È un episodio che tratta un argomento certamente non dei più raffinati, ma, visto il contesto, lo narro soprattutto perché rappresenta uno spaccato della vita sociale del nostro paese di molti anni fa.
Erano tempi in cui nelle case non esistevano stanze da bagno e per risolvere i problemi di tipo igienico ci si attrezzava come meglio si poteva. Le soluzioni erano delle più svariate e molto dipendeva dalla disponibilità e dalla fantasia dei vari paesani i quali molto spesso si scambiano addirittura i suggerimenti in merito.
Generalmente le emissioni liquide erano gestite in casa per mezzo del solito pitale che era poi svuotato nelle ore notturne o serali lanciandone il contenuto dalle finestre con i risultati prevedibili. Si narra però anche di qualcuno che si era organizzato in maniera completamente diversa. Chi ne aveva la possibilità riservava una zona della stalla a tali incombenze utilizzando tale cantuccio per le deiezioni diurne, mentre di notte aveva sempre a disposizione l'orinale. A chi era negata tale possibilità o nei mesi più freddi, in cui non era del tutto piacevole uscire da casa, il pitale era l'unica alternativa che restava. È rimasta negli annali del nostro paese la storia di una famiglia che svuotava tale contenitore in un grosso bottiglione di vetro sbeccato posto sul terrazzino di casa che poi, quando era pieno, era svuotato piegandolo su un fianco. Il racconto dei vicini di tale famiglia era molto ricco di particolari ivi compreso il rumore emesso in piena notte dal bottiglione che si svuotava.

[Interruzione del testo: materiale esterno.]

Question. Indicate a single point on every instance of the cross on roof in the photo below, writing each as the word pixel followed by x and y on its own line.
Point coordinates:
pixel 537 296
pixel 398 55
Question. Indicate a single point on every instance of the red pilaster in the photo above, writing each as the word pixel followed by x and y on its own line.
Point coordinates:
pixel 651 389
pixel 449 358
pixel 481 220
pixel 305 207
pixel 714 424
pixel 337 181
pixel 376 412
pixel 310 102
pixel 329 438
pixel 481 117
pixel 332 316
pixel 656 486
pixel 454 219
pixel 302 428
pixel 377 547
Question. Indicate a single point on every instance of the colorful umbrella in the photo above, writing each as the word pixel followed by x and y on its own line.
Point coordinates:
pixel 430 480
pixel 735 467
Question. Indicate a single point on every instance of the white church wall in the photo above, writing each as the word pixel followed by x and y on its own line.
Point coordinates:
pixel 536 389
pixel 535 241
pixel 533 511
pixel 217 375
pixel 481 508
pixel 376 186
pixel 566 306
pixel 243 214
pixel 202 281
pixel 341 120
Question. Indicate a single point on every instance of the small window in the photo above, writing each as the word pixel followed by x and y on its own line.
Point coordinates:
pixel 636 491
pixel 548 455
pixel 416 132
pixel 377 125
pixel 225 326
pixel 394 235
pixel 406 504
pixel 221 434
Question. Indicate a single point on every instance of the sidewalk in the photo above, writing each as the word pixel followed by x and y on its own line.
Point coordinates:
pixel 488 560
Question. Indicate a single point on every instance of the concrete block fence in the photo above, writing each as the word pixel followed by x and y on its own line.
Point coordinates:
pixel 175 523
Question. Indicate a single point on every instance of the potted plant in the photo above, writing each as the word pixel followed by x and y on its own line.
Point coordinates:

Per quanto riguarda invece i depositi "solidi", oltre al già citato angolo della stalla, nella bella stagione potevano essere utilizzati siti opportunamente individuati a tale scopo che erano usati anche in "notturna". Considerando però la mancanza di luce questi luoghi spesso creavano qualche problema d'intimità confermati anche dai molti racconti passati alla storia. Tali siti, non potevano, ovviamente, essere utilizzati nei mesi invernali per questo si preferiva, anche in questo caso, ricorrere al pitale. Erano tempi in cui a Fallo, in inverno, non mancavano le abbondanti nevicate seguite da gelate notturne ed era quindi naturale che tutto ciò che venisse a contatto con la neve si congelasse fino al disgelo primaverile. Immaginate quindi le condizioni delle strade all'apparire del primo sole.
La storia di seguito riportata narra proprio di un litigio tra due massaie del nostro paese, vicine di casa, che discutevano proprio a causa di alcune deiezioni comparse sulla neve in un mattino d'inverno.
La prima donna accusava la seconda di aver svuotato durante la notte il pitale contenente il materiale di cui sopra nei pressi di casa sua, mentre la seconda, con qualche problema di dizione, negava l'evidenza semplicemente ripetendo appunto: "Tutte nin è tatate miè, tutte nin è tatate miè!".
Per tutta risposta la prima la incalzava dicendo: "No, custe è lu tiè, picchè ajere tu si cotte li foglie e custe è a chilore di foglie!" (No, questo è tuo, perché ieri tu hai cotto la verdura e questo ha il colore della verdura!).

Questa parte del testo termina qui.